Honors College Collaborative Encourages Undergrad Research on Food System

Honors College StudentsHonors College seniors Audrey Cross and Ashley Thibeault are tracking every single food purchase made by UMaine Dining Services over a period of two months in the 2012-13 academic year. If this sounds meticulous, it’s because it is. The task involves combing through thousands of line items, noting every acquisition of every bit of dining hall foodstuffs.

Soon, they’ll crunch the numbers to find the percentage of food purchased from local, humane, fair, and ecologically sound producers. They reported their progress in a poster presented at the Maine EPSCoR State Conference in December. It’s all part of a knowledge-to-action strategy.

“We want to see if we can get the university to commit to a goal of 20 percent ‘real food’ by 2020,” said Cross, a senior, whose work is based on the Real Food Challenge – a national student movement to convince universities it is worthwhile to purchase food products from producers who run sustainable and ethical operations.. That includes fair labor practice and humane treatment of livestock. “Where our food comes from means something. We want students to get in the habit of thinking that way, so after they graduate they can’t go back to the ambiguous tomato.”

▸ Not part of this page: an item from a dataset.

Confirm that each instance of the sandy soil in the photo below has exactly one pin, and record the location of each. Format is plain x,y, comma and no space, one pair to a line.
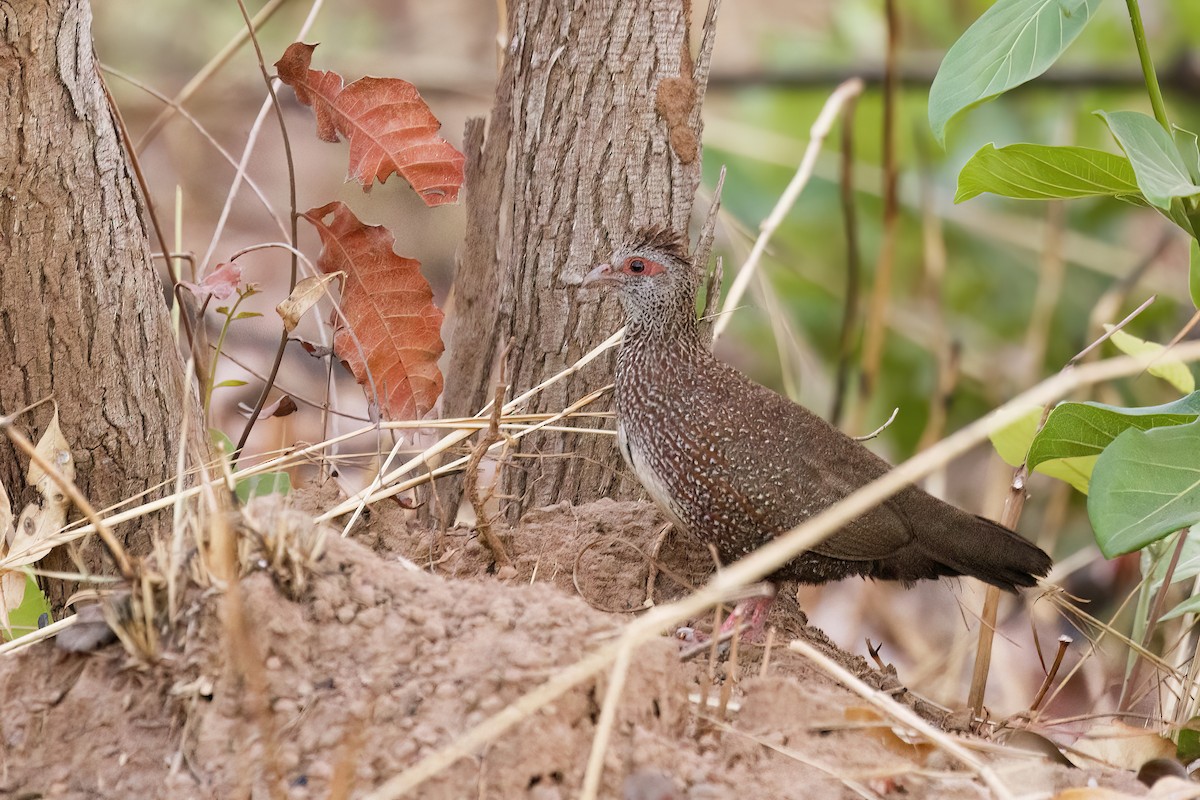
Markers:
372,667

This ambitious research and analysis were made possible by grants from a new initiative of UMaine’s Honors College. The Sustainable Food Systems Research Collaborative (SFSRC) brings together students, faculty and community partners to enable an interdisciplinary approach to solving problems of food production, food distribution and hunger. But SFSRC faculty see an even broader role for the collaborative as a center for innovative solutions to multiple aspects of food systems: the social, the cultural, the economic as well as physical boundaries and personal challenges. Students of any major are welcomed and encouraged, faculty say.

Honors College seniors Cross, Thibeault and Danielle Walczak are the first fellows of the program, which received seed funding from the Senator George J. Mitchell Center for Sustainability Solutions. The fellowships gave each a chance to expand their food-systems-related senior theses, granting them access to a network of faculty and community partners such as farmers and food service professionals. The grant also gave them time to dedicate themselves exclusively to the work for a full month following the spring semester.

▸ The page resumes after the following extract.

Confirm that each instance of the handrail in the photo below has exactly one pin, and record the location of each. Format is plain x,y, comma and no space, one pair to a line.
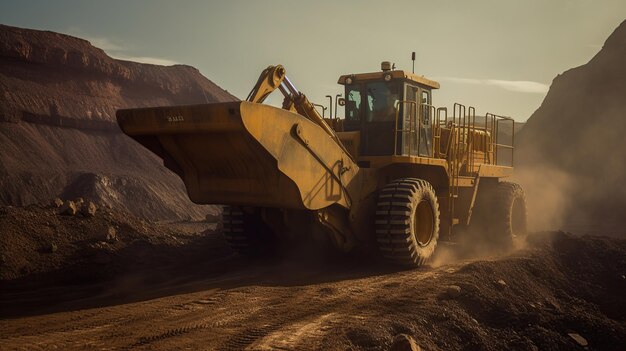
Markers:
411,124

The idea, say faculty affiliates, is to build a rich collaborative that includes undergraduate students at all levels, university researchers and a network of invested community partners. New lines of inquiry will build on previous students’ work, making it possible to identify common factors and guiding principles that underlie wide-ranging studies in a variety of disciplines.

“Working together the group leverages the multiple disciplines of the participants to generate a broad view of the food system landscape before individual members take on specific projects,” said François G. Amar, Dean of the Honors College. “The energy and enthusiasm of the first fellows has been incredible. In addition to wanting to focus on their own research problem or thesis topic, they were very open to reading and discussing articles and meeting with stakeholders who had broader concerns. Undergraduates are not yet fully integrated into a research discipline and so can often be very open to hybrid approaches to solving problems.”

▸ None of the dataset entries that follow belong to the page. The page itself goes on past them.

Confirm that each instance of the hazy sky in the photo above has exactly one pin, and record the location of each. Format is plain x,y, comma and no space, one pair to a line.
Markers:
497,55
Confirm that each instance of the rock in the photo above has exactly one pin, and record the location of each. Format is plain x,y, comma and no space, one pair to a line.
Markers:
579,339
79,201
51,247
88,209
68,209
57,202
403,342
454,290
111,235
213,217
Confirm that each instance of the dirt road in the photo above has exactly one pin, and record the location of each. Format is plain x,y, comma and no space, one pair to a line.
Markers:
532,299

Amar and colleagues say SFSRC was born of the realization that students like Cross, Thibeault and Walczak were duplicating efforts.

“My colleagues and I realized that a number of students were working on research related to the food system, but were doing so mostly in isolation,” said Melissa Ladenheim, Adjunct Assistant Professor in Honors and Interim Coordinator of Advancement. “The support from the Mitchell Center allowed us to create a nerve center where we can coordinate these efforts. The collaborative fosters continuity in relationships and research that encourages students to engage in meaningful projects with real implications for our community partners.”

For Danielle Walczak that meant spending a lot of time on farms last year rather than cloistered in a library. Walczak is researching small farms in the state. She met with several young farmers to assess their food production, business acumen and community connections.

Her goal: to understand their lives, which mainly involve small, diversified livestock and vegetable production, and what their contributions mean to the state of Maine. She discovered that, despite Maine’s aging population, young farmers who own small farms are on the increase. A journalism major, Walczak laid out her discoveries in a piece of literary journalism, outlining the struggles facing these new farmers such as land acquisition, availability of markets, climate change and capital.

“There are successes, but I’m interested in looking behind the statistics and getting the real story: what are the struggles facing theses farmers; what makes them tick? SFSRC has allowed me to be really thoughtful about my process and how I set up my project. I was able to discuss ideas and engage in a place-based approach towards our food system.”

Amar sees the year-old collaborative growing far beyond its current incarnation. And though building a large database of original research will require the work of multiple students over multiple years, the collaborative is gaining attention. The SFSRC team gave a presentation on its model at the National Collegiate Honors Council meeting in Denver in early November. The talk attracted interest from both faculty and students. There was another session at the 2014 Joint Conference of the Association for the Study of Food and Society & the Agriculture, Food, and Human Values Society at University of Vermont. Next up: a session on food systems at the 2015 Maine Sustainability and Water Conference in March.

SFSRC, says Amar, has potential implications beyond UMaine: “Tailoring community-based research to undergraduates is novel and, I think, may be transportable to other complex problems and other institutions.”